"YANIMDA KAL"

82 16 3
                                    



"Baba, babacım bak ben geldim. Kaçtım, geldim. Kurtuldum baba. Artık beraber yaşayacağız."

"Derin, senin burada ne işin var? Nasıl geldin buraya sen?"

"Kaçtım baba. Otobüsteki bir teyzeden yardım istedim geldim." 

"Dalga geçme benimle. Annen nerede? Üvey baban nerede kızım, hadi söyle bana." 

"Dalga geçmiyorum babacım. Onlar Akçakoca sokaklarında beni arıyorlardır şu an kesin. Ben kaçtım geldim senin yanına." Kıkırdadım. 

"On iki  yaşındasın sen, yasal değil bu kızım. Ben sana bakamam." Kıkırdamamı küçük ellerimle bastırıp, kaşlarımı çattım.

"Sen benim babamsın, öz babamsın. Ne demek bakamam babacım? Geldim işte, mutlu olma vakti artık." 

"Ben Çanakkale'ye neden taşındım sanıyorsun? Her şeyden uzaklaştım, kendime yeni bir düzen kurdum. Ben sana bakamam, seni polise teslim edeceğim." 

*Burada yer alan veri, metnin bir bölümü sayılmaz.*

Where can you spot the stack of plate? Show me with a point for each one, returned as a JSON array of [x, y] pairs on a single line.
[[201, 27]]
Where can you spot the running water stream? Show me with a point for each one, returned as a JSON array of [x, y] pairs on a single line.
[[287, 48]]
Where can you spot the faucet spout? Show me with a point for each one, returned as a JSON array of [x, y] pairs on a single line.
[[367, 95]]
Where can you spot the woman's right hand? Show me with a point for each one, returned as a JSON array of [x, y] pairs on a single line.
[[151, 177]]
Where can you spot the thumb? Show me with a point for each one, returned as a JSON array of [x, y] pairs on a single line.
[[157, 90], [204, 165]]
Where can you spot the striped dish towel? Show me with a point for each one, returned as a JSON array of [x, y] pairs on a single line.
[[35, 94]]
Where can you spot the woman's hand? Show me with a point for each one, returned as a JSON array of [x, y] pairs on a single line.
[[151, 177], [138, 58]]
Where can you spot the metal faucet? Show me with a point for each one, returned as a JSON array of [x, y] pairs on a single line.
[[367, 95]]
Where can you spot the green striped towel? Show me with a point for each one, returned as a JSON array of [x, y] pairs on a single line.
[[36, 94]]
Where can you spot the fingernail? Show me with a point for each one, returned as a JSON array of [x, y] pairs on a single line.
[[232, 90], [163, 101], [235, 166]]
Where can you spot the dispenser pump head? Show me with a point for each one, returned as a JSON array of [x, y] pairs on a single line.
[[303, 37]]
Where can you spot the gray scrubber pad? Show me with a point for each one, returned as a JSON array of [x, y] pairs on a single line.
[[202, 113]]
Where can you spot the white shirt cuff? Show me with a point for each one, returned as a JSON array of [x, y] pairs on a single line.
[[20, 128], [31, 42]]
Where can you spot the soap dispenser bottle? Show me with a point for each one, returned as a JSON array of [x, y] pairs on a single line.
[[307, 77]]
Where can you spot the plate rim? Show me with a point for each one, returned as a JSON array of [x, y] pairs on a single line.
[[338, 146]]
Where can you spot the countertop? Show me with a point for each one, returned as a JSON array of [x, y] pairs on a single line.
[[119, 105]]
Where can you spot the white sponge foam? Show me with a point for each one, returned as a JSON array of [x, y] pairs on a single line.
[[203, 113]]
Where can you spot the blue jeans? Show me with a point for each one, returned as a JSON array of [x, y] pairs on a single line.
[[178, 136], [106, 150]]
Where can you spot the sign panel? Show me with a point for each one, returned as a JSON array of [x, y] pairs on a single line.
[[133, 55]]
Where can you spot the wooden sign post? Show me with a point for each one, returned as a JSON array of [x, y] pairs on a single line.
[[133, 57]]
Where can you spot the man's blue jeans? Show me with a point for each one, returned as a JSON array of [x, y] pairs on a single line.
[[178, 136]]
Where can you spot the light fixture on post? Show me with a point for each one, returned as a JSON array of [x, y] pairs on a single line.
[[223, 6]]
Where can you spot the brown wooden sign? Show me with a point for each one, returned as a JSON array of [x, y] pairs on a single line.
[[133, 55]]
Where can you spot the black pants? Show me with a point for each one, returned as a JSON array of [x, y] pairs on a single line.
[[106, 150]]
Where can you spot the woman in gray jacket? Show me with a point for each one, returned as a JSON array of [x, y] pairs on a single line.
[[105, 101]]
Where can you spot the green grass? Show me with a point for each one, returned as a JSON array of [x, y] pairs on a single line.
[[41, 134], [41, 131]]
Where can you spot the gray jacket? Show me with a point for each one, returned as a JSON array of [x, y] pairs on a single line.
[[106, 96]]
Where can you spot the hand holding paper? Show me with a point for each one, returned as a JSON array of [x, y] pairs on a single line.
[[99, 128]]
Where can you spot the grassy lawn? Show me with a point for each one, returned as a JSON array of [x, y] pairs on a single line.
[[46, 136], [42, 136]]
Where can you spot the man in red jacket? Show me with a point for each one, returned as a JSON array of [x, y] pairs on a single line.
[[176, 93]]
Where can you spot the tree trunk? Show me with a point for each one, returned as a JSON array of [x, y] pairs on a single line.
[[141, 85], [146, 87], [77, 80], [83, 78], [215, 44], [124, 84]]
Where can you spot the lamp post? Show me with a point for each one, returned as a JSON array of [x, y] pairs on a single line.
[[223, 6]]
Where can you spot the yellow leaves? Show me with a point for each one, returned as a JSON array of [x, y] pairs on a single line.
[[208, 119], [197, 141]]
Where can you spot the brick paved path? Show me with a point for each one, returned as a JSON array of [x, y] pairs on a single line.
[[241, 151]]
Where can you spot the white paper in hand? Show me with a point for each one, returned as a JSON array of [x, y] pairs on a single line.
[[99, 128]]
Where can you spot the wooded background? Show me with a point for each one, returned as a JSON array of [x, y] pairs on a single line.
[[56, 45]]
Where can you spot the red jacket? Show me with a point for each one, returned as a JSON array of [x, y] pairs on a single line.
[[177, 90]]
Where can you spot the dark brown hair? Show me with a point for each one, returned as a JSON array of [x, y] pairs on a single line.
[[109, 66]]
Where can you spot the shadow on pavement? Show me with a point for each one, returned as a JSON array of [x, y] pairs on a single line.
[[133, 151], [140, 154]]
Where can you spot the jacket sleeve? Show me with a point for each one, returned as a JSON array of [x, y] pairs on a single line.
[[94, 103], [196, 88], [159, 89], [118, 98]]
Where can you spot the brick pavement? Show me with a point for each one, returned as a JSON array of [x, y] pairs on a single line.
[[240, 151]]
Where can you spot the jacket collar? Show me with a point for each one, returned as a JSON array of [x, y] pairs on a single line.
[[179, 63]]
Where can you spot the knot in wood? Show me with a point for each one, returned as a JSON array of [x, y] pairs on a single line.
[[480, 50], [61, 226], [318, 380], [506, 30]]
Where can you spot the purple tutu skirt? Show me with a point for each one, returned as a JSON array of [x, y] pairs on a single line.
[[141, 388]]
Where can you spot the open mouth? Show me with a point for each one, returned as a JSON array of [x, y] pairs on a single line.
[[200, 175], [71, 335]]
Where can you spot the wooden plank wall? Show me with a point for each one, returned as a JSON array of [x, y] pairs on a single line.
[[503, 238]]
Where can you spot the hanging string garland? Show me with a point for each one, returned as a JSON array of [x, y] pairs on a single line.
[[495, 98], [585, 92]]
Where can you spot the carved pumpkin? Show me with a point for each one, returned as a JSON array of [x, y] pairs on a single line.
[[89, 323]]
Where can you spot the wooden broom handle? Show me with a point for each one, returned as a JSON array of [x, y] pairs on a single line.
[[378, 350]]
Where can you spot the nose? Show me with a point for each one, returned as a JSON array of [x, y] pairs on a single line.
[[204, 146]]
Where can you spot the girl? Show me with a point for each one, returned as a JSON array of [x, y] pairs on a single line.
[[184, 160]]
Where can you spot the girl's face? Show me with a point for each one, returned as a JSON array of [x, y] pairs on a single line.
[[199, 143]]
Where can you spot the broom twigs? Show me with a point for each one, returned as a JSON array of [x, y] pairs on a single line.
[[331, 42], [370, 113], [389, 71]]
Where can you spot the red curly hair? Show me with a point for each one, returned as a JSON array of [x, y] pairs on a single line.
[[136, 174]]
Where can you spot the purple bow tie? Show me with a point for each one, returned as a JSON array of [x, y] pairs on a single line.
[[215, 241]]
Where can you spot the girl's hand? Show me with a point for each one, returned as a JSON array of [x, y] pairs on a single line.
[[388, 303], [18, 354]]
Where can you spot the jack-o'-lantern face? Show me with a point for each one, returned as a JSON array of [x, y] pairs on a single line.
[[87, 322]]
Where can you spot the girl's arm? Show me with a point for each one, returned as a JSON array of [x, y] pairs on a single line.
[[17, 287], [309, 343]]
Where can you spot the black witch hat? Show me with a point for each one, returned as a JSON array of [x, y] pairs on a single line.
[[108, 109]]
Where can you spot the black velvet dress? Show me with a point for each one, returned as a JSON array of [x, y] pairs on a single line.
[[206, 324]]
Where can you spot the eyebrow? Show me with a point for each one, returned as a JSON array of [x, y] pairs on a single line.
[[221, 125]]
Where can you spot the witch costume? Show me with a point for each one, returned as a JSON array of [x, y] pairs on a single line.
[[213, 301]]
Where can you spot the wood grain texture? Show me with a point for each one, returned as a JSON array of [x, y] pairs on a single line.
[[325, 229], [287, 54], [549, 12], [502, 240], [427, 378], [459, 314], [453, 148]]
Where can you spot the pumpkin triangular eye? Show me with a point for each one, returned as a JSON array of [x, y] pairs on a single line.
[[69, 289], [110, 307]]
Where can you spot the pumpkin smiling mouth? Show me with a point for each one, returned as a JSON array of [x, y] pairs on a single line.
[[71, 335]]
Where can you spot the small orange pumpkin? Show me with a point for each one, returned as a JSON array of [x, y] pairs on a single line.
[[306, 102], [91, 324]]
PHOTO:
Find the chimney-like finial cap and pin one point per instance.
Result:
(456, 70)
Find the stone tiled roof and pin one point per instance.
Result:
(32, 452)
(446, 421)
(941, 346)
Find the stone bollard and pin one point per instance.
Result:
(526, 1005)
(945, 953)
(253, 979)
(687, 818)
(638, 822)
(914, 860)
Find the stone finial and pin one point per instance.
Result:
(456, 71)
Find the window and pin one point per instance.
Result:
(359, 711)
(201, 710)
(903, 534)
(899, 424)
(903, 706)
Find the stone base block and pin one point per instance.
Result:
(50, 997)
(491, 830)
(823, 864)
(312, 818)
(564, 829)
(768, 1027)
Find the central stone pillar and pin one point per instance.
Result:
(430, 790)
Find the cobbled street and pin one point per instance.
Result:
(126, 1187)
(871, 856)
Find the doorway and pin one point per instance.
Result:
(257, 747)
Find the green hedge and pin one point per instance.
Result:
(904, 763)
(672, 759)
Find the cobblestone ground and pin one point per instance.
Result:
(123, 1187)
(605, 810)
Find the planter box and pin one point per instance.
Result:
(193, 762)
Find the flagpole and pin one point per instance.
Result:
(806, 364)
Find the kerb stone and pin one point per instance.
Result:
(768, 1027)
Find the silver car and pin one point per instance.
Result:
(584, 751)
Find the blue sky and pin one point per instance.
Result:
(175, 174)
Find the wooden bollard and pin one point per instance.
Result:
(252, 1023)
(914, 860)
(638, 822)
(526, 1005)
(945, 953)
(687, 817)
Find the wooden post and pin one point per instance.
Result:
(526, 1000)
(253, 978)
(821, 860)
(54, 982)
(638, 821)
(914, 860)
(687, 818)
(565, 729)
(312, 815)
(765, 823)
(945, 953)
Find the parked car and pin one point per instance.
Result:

"Beni gördüğüne hiç mi mutlu olmadın baba? Sen, Rıfat değilsin. Benim öz babamsın sen." Gözlerim buğulanmıştı. Sinirlenince ağlama huyumdan nefret ediyordum. 

"Yürü gidiyoruz, anneni arayalım yolda." 

"Hayır, hayır baba beni verme onlara. Yalvarırım." 

"Ben üzgünüm Derin. Düzenimi bozamam, reşit değilsin." 

"Hayır babacım, verme beni onlara." 

"Hadi, gidiyoruz. Yürü bakalım." 

Telefonunu eline alan, öz babama baktım. Dört yılın sonunda, bol sarılmalı bir  kavuşma beklemiştim. Böyle olacağını hiç tahmin etmemiştim. Uzun süre telefonun çalışını dinlediğinde aradığı kişi telefonu açmıştı. "Dilan, kız burada. Derin burada, polise teslim ediyorum Çanakkale'ye gelip alacaksınız muhtemelen. İyi günler."  Ve telefonu bir hışımla kapatan öz babama baktım. İnsanlar bu kadar kötü müydü? İnancımı kırarlar mıydı her zaman? Beni kendilerine güvendirmezler miydi hiçbir zaman? Her zaman, hiçbir zaman. Ah tanrım, dayanamıyorum. 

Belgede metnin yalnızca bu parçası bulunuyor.